4.1.3. The Three-Phase Behavior Characteristic Result Analysis for CO2-Near-Critical Volatile Oil-Formation Water

The experimental results of near-critical volatile oil injection CO2 phase characteristics are shown in Figure 14, Figure 15 and Figure 16. The experimental results show that the gas–oil ratio and gas–water ratio are positively correlated with CO2 injection and negatively correlated with water saturation. This is due to CO2 continuously dissolving in formation water, which reduces the content of dissolved CO2 in crude oil and the saturation pressure, resulting in lower gas content in crude oil degas, and the higher the water saturation, the less CO2 gas is contained in the degas.

4.2. Study on the Miscible Characteristics for CO2 Injection and CO2–Water Co-Injection

4.2.1. Slim-Tube Experiment Result Analysis with Pure CO2 Injection and CO2–Water Co-Injection

The experimental results are shown in Table 8 and Figure 17. In this CO2–water co-injection process, the CO2 to water injection ratio is 3:1. Experimental results show that the degree of crude oil recovery rate is positively correlated with the injection pressure, but the increase in recovery rate becomes decreasing as the pressure continues to increase. According to the petroleum industry standard “SY/T 6573-2016 minimum miscible-phase pressure experimental determination method—slim-tube method”, making the relationship curve between the degree of recovery and pressure, two straight lines between the data points and pressure for the degree of recovery greater than 90% and the degree of recovery less than 90% respectively, the reverse extension of the two lines, and the intersection of the two lines is the minimum miscible-phase pressure. Therefore, the minimum miscible pressure obtained from the slim-tube experiment with pure CO2 injection is 34.0 MPa, and the minimum miscible pressure obtained from the slim-tube experiment with CO2–water co-injection is 35.6 MPa. This indicates that when the injection pressure reaches 36 MPa, the crude oil recovery rate is greater than 90% for both pure CO2 injection and CO2–water co-injection, and the system is in a miscible-phase state.

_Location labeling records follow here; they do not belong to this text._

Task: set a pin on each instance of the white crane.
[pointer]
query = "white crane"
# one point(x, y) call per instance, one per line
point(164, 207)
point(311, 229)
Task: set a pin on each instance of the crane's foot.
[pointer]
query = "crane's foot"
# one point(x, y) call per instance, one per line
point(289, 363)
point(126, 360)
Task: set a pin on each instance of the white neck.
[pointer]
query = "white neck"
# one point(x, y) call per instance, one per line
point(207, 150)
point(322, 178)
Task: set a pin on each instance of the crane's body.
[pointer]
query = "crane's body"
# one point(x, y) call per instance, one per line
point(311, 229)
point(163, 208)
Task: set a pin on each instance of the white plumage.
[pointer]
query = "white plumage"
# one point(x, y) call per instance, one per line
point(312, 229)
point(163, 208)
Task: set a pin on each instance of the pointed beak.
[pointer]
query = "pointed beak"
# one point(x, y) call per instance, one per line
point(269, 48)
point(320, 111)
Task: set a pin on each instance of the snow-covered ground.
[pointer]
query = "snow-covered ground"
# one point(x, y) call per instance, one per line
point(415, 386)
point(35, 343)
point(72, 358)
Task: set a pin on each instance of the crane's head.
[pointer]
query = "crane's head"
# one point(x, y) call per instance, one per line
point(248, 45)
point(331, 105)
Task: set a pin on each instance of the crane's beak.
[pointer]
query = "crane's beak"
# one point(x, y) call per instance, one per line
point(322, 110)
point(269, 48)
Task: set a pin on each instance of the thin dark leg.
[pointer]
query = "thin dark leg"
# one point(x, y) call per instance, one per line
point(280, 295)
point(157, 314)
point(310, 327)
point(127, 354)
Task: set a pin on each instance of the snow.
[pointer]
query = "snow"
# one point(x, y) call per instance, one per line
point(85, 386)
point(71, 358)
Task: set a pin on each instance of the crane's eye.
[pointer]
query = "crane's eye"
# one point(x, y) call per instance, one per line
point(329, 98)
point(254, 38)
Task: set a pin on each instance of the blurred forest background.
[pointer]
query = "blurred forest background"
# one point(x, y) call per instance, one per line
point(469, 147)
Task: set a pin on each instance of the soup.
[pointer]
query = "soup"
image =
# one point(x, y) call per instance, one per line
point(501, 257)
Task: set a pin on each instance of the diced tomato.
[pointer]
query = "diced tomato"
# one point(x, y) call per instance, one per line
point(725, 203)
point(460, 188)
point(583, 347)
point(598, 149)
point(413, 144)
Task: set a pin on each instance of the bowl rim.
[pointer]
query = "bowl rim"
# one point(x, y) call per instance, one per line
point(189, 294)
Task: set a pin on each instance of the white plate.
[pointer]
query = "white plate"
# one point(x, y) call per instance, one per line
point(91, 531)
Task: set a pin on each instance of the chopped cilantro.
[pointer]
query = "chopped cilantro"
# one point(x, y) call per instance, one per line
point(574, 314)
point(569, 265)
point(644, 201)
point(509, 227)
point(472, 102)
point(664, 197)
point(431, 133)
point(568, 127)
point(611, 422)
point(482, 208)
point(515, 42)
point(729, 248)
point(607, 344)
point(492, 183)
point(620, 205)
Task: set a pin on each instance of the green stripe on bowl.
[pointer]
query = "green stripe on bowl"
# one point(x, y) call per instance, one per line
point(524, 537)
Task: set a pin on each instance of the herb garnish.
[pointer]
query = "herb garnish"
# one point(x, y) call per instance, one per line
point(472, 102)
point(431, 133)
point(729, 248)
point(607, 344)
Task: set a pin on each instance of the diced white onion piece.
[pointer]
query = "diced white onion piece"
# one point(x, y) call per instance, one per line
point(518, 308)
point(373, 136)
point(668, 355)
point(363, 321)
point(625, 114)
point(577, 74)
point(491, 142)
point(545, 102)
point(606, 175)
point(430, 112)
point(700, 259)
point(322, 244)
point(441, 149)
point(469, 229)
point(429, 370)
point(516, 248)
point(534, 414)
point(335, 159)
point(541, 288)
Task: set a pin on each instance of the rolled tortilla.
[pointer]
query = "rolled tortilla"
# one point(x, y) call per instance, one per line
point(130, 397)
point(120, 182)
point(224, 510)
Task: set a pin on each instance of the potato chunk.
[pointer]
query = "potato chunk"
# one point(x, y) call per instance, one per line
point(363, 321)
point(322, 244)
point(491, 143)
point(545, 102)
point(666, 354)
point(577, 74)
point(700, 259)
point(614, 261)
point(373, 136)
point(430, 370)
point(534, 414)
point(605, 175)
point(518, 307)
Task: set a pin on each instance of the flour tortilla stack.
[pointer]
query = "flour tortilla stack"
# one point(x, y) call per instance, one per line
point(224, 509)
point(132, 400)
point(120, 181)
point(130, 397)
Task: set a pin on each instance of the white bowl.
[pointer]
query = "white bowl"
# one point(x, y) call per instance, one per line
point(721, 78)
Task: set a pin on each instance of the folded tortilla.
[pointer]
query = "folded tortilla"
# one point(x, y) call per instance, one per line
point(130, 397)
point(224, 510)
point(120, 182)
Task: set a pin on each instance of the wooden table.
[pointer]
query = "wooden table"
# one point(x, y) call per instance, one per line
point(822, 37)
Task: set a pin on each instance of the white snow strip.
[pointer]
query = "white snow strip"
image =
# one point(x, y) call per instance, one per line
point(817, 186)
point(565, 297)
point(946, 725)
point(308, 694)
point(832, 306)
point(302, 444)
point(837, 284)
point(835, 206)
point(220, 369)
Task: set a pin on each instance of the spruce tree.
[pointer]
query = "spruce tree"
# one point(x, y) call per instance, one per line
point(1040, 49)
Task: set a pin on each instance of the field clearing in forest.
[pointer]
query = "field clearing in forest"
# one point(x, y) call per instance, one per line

When the injection pressure is less than 36 MPa, the crude oil recovery is less than 90%, and at this time the gas–liquid has not yet formed a miscible phase. The results also show that the minimum miscible pressure obtained from the slim-tube experiment with pure CO2 injection is lower than the minimum miscible pressure obtained from the slim-tube experiment with CO2–water co-injection, which is due to the fact that when CO2–water is injected together, part of the CO2 is dissolved in water, resulting in less CO2 in contact with the crude oil and a higher miscible pressure.

4.2.2. Slim-Tube Simulation Result Analysis with Pure CO2 Injection and CO2–Water Co-Injection

Using the slim-tube simulation method established in Section 2.2, a slim-tube simulation study with pure CO2 injection and CO2–water co-injection was conducted. The simulated values of the minimum miscible pressure for pure CO2 injection and CO2–water co-injection are shown in Table 9 and Table 10. The simulated CO2–water co-injection process is 3:1 ratio of CO2–water injection. As can be seen from Table 9 and Table 10, the simulated values of the minimum miscible phase pressure for pure CO2 injection and CO2–water co-injection are 34.8 MPa and 35.4 MPa, respectively, and the simulated and calculated values are very close to each other, with relative errors less than 1%. Therefore, the model of this slim-tube can better characterize the experiment procedure of the minimum miscible pressure for injection of pure CO2 and CO2–water co-injection in dense low-permeability near-critical volatile reservoirs. On the basis of the above experiments and simulations, a further simulation study of CO2–water co-injection into the slim-tube at the injection ratio of CO2 to water of 1:1 was carried out, and the simulation results are shown in Table 9, with a minimum miscible pressure of 35.7 MPa. It suggests that the larger the proportion of water in the CO2–water co-injection process, the higher the minimum miscible pressure of CO2 and crude oil.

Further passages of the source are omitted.